There's widespread panic in the streets and overwhelming apathy indoors...
The sky is falling in!
Two stars poised to merge
Two dense stars whipping around each other at breakneck speed may be the strongest known source of Einstein's space-trembling gravity waves.
The double star - called RX J0806 - was discovered in 1994 in X-rays. Later shown to be blinking on and off every 5.4 minutes, the two-star setup is believed to be a pair of white dwarfs - the dense ashes of burnt-out stars - rotating around each other. Strohmayer, of NASA's Goddard Space Flight Center, presented data from the Chandra X-ray Observatory that shows the time between the X-ray blips is decreasing by 1.2 milliseconds every year. The implication is that the dwarfs are orbiting faster and faster, as they gradually fall into each other at a rate of one inch per hour.

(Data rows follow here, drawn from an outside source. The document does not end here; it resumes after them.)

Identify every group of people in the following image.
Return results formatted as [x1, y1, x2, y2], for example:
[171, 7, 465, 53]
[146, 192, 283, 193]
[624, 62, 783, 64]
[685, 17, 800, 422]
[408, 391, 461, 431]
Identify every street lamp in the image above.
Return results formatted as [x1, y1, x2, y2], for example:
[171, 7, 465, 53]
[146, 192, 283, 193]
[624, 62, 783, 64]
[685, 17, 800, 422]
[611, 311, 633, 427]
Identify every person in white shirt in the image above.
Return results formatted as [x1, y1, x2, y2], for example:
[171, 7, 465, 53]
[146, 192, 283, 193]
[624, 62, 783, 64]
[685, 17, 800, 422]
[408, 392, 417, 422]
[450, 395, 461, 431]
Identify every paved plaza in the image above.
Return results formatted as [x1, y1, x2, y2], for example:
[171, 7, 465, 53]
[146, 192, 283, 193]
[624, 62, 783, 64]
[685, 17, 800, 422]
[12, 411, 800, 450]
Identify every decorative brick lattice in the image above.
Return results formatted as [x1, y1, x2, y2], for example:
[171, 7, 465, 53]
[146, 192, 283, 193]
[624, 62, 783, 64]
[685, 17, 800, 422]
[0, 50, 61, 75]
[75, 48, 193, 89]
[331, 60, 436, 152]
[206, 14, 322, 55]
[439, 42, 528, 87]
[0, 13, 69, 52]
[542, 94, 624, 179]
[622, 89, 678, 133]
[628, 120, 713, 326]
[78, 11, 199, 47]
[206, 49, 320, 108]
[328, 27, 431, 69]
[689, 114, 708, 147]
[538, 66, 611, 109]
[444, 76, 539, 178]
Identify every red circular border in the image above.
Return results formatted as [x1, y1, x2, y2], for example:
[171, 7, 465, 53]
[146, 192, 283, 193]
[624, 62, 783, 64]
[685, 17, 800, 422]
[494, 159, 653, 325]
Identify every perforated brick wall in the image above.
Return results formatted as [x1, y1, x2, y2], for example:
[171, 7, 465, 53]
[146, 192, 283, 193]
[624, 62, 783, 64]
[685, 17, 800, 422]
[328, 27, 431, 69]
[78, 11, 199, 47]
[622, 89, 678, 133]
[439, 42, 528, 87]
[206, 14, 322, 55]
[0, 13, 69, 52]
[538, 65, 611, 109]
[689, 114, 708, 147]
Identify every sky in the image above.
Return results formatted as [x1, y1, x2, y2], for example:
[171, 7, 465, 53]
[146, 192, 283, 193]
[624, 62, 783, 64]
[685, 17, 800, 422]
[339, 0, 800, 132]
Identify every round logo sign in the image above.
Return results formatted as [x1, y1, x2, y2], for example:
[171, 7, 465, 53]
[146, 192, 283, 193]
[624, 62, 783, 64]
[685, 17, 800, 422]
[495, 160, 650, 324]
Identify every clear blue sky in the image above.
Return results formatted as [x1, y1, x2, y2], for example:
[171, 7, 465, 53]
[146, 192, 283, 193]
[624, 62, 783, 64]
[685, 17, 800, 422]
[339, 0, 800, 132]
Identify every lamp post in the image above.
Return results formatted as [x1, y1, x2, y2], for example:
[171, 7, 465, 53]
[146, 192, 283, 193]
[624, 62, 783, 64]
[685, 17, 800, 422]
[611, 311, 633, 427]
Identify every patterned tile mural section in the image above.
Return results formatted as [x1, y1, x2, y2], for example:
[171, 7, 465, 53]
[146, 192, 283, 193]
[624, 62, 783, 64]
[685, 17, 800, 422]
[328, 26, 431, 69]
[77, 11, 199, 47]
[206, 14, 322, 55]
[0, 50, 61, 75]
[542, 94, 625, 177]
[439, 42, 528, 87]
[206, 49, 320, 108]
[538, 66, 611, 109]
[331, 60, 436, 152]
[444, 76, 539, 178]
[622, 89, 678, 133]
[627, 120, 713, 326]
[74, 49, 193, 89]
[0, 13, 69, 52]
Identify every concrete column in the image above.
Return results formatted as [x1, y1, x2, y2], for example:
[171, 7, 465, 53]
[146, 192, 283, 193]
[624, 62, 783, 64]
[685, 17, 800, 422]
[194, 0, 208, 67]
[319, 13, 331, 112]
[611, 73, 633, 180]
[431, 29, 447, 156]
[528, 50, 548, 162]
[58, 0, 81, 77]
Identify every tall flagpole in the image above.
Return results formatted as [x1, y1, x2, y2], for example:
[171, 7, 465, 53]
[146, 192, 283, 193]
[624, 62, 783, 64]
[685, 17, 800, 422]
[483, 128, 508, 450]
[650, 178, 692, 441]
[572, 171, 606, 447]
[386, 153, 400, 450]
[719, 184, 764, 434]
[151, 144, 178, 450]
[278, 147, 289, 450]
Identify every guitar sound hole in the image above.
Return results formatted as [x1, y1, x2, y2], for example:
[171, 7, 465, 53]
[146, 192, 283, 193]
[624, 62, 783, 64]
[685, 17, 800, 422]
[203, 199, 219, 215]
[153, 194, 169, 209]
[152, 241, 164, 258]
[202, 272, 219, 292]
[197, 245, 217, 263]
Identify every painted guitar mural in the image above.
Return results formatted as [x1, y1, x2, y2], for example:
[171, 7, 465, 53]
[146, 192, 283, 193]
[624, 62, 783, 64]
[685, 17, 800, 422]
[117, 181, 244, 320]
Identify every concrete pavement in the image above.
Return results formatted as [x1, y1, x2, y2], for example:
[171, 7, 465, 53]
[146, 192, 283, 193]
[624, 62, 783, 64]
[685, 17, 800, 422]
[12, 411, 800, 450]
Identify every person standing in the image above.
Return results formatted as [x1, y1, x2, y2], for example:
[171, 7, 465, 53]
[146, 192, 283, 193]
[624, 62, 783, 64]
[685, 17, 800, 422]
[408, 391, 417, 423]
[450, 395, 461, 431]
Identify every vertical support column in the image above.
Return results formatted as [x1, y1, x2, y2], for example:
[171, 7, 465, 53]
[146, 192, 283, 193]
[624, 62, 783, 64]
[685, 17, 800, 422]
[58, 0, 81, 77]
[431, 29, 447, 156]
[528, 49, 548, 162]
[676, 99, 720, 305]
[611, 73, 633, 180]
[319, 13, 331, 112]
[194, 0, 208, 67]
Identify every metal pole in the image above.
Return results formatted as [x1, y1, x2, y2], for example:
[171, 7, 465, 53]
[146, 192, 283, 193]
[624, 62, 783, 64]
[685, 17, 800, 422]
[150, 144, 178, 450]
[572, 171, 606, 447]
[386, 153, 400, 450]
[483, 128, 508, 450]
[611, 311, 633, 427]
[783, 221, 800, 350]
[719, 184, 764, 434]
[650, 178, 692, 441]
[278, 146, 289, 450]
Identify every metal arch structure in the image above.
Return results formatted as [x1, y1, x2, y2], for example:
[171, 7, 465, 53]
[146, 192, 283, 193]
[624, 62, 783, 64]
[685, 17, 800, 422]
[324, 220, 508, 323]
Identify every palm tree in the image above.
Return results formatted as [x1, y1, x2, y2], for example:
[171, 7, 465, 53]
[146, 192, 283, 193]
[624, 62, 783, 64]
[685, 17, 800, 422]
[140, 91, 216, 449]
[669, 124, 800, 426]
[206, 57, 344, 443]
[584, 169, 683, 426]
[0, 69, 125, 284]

Strohmayer said the two dwarfs should continue losing energy to gravity waves and merge between 500,000 and one million years from now.
Watch out. The stars are movin'. An inch an hour. Wow. Kind of like UPS.

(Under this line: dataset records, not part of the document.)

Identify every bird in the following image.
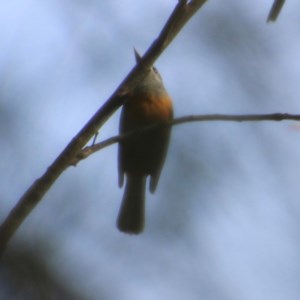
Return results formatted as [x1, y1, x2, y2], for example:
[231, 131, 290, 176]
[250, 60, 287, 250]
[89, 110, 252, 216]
[117, 50, 173, 234]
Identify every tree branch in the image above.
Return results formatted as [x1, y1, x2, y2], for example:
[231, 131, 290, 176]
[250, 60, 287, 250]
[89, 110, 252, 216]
[267, 0, 285, 22]
[0, 0, 206, 255]
[71, 113, 300, 165]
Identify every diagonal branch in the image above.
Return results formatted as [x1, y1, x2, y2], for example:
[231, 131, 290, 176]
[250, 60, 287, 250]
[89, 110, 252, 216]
[71, 113, 300, 165]
[0, 0, 206, 255]
[267, 0, 285, 22]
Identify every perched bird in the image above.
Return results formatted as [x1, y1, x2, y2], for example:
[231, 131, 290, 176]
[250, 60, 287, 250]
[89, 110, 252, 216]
[117, 51, 173, 234]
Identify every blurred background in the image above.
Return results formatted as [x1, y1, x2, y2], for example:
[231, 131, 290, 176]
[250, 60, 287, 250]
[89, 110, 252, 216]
[0, 0, 300, 300]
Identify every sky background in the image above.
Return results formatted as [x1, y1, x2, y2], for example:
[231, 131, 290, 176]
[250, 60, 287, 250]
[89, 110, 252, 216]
[0, 0, 300, 300]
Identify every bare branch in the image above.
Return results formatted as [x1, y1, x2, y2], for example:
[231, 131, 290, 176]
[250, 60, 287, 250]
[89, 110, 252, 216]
[72, 113, 300, 165]
[267, 0, 285, 22]
[0, 0, 206, 255]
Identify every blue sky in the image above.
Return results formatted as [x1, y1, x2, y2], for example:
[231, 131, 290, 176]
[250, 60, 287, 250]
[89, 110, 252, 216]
[0, 0, 300, 300]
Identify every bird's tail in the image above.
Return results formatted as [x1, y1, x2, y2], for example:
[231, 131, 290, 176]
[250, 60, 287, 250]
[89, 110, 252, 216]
[117, 176, 146, 234]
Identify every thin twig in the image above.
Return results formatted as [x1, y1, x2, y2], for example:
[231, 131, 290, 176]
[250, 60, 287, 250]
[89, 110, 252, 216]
[71, 113, 300, 165]
[267, 0, 285, 22]
[0, 0, 206, 256]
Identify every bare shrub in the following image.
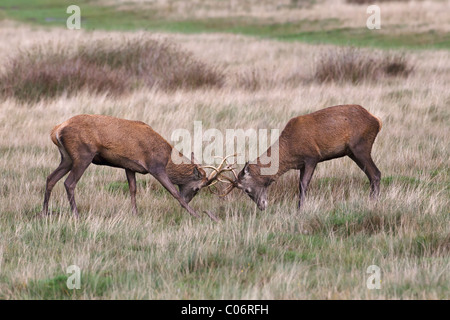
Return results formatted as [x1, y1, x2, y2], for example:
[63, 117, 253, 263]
[312, 48, 412, 84]
[0, 39, 224, 102]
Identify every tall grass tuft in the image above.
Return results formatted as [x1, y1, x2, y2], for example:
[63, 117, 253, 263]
[312, 48, 412, 84]
[0, 39, 224, 102]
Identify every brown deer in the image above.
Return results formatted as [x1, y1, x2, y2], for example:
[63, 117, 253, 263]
[220, 105, 381, 210]
[42, 115, 227, 221]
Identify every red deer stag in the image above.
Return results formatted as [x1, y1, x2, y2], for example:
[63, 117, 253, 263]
[220, 105, 381, 210]
[42, 115, 228, 221]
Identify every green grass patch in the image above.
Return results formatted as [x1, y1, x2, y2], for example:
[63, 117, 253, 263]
[0, 0, 450, 49]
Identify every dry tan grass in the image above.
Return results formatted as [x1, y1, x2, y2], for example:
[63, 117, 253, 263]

And in an unrelated story, every citizen of the United States will tomorrow receive from the federal government a sum of money totalling between zero and 500,000 dollars. Enjoy.
The sky is falling in!
Two stars poised to merge
Two dense stars whipping around each other at breakneck speed may be the strongest known source of Einstein's space-trembling gravity waves.

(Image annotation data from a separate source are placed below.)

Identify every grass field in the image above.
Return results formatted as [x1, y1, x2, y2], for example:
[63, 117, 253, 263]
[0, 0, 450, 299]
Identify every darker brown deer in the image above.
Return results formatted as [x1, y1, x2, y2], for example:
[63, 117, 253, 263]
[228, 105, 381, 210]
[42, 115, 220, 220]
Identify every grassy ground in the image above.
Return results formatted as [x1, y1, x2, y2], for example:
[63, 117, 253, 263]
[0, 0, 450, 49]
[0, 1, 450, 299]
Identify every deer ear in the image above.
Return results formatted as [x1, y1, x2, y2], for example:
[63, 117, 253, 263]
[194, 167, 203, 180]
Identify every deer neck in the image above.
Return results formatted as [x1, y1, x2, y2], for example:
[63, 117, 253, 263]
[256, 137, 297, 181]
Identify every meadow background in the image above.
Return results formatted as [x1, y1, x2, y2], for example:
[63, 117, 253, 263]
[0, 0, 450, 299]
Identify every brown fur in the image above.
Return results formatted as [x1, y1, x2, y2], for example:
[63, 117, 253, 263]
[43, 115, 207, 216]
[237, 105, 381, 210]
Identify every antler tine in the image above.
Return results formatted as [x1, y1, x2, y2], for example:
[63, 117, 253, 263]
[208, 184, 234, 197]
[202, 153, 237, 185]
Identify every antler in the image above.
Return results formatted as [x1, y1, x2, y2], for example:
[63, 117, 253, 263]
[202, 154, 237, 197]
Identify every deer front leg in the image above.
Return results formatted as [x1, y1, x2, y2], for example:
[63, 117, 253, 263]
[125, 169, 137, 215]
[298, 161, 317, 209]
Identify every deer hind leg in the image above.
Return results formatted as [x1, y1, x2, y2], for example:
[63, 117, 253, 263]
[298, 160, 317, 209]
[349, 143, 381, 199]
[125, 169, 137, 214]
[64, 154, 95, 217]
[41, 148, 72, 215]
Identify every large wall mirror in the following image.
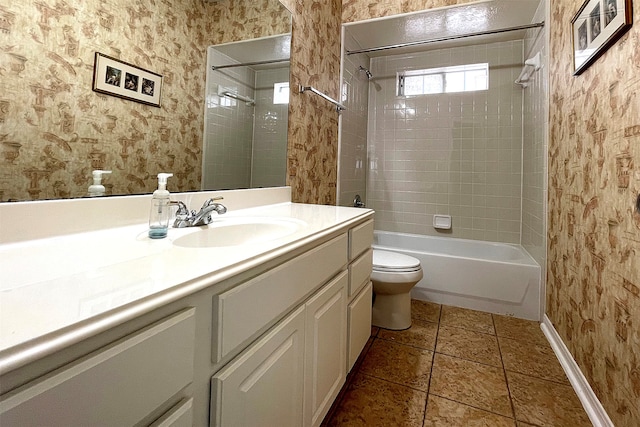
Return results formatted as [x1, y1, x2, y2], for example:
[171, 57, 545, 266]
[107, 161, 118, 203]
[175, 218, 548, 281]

The double star - called RX J0806 - was discovered in 1994 in X-rays. Later shown to be blinking on and off every 5.4 minutes, the two-star setup is believed to be a pair of white dwarfs - the dense ashes of burnt-out stars - rotating around each other. Strohmayer, of NASA's Goddard Space Flight Center, presented data from the Chandra X-ray Observatory that shows the time between the X-ray blips is decreasing by 1.2 milliseconds every year. The implication is that the dwarfs are orbiting faster and faster, as they gradually fall into each other at a rate of one inch per hour.
Strohmayer said the two dwarfs should continue losing energy to gravity waves and merge between 500,000 and one million years from now.
Watch out. The stars are movin'. An inch an hour. Wow. Kind of like UPS.
And in an unrelated story, every citizen of the United States will tomorrow receive from the federal government a sum of money totalling between zero and 500,000 dollars. Enjoy.
Something tells me that I'm getting zero dollars. But that's just a hunch. I think I'll be holding my breathe anyway.
You may have overlooked the even more scary story about the two supermassive black holes found in the same galaxy on a collision course with one another: "Pair of Supermassive Black Holes Inhabit Same Galaxy, Destined to Collide". (But I'm disappointed --they never include a photo of the black holes.)
i'm getting $5, i can feel it in my bones
That black hole thing is no joke, by the way.
But don't worry, they aren't predicted to produce an enormous, spinning vortex of doom and destruction. They're just going to rearrange a couple of the stars in the their galaxy. You can now resume your normal sleeping habits.